いつものCMを見終わり始まった試合では、広島のルーキー大道温貴にプロの洗礼を浴びせるどころか自信を与えてしまった。

試合開始前の暑さは時間が進むにつれて程よくなった。心地よい風も吹き暑さ、湿度ともに絶好のコンディション。ビールが荒れば完璧だった。遠くで光る雷に怯えながら試合は進んでいく。

終盤に無死満塁のチャンスをつくり代走渡邉大樹。「走れ走れ」と念じたいところだが満塁。走ることはない。そこからの代打川端慎吾、代打内川聖一のコンボ。最高の舞台で両者が打ち取られてしまったら、それはもう仕方がない。代打宮本丈も早い段階で使い切っており、終盤には残っていなかった。打つ手を打って負けたのだから気持ちはあっさりしている。

今のヤクルトは勝ち負け以外にも、この代打攻勢のようにファン(ぼく)が盛り上がれるポイントはいくつもある。ブルペンでの投球練習、そしてその順番。投手交代からのダブルスイッチに守備シフト……具体例をあげればきりがない。

この試合では原樹理が危険球退場になったことで大下佑馬が緊急登板をした。回はまだ4回。当然、ブルペンでの投球練習は行っておらず、死球の後に慌てて10球ほどを投げ込みマウンドへと向かう。慌てていたのか一度足を運んでから踵を返し力水を口に含んだのは大下らしい。

原の緊急降板を大下が救い、結果的にはふたりで6回2失点と試合は作られていた。本来想定していたゲームプランとは違えど、こうやって助け合うことで傷を最小限に抑え込んだ。大下はマキロンのようなものだ。

大下の次にマウンドに登ったのは石山泰稚。二軍調整を経てから初めての登板。ブルペンではマウンドの後ろにペットボトルを置くのがルーティーンだったのにこの日はない。青木宣親がオールドスタイルをやめたように、石山もルーティーンを変えたのかもしれない。そんなことを考える余裕もあるくらいぼくは穏やかだった。

1回無失点と復活の狼煙をあげた石山は頼もしく見えた。守護神のときよりマウンドでの声は小さい気もするが、そんなことよりも「抑えた」という結果が何よりも嬉しい。

一方でその後に登板した吉田大喜と大西広樹はともに失点した。ビハインドの場面でも、なかなか複数試合連続で無失点に抑えることができないのはもどかしい。前日には星も痛恨の一撃を浴びた。あとちょっとなんだけどな。

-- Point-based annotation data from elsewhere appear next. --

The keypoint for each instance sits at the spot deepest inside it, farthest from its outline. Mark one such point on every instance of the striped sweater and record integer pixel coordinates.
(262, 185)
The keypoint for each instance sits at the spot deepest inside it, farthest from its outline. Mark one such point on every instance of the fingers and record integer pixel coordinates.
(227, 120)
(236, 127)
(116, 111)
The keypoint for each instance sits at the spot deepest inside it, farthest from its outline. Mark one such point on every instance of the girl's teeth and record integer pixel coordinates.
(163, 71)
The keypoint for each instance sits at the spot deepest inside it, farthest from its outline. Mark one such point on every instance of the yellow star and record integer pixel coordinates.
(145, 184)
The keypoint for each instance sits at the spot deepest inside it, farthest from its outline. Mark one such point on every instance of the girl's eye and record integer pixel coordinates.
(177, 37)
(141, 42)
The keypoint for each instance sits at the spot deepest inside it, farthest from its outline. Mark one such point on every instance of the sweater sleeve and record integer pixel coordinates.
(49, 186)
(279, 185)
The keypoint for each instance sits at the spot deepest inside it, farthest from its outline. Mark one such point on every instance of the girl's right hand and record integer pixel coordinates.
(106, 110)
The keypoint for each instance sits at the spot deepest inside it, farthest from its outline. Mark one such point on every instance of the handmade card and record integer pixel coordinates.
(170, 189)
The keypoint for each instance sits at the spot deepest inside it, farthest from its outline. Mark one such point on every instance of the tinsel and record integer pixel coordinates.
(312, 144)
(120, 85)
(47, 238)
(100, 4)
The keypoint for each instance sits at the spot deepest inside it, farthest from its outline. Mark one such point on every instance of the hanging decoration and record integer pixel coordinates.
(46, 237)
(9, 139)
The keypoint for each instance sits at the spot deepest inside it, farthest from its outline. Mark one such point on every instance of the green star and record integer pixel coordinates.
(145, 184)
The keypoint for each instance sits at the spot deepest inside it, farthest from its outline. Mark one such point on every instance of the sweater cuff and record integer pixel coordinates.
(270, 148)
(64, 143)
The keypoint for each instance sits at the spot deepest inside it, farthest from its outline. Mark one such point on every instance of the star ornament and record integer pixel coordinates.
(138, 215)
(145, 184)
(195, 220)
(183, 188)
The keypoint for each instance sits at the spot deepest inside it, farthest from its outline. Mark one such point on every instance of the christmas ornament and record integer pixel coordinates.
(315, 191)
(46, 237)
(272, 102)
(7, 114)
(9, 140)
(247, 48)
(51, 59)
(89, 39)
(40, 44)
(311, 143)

想像以上に勝ちパターンとそれ以外の差は大きい。ここでも冷静に振り返ることもできた。淡々と進んだからか雷は鳴っていたけれども近くに直撃せず、雨にも負けなかった。

こんなにたくさんのことを考える余裕のある試合も珍しい。

前日に摂取したサヨナラ勝ちという麻薬はもう切れた。一度染まるともう戻れない。それでも断ち切らなければいけない。試合開始前のCMが最高身に染みる。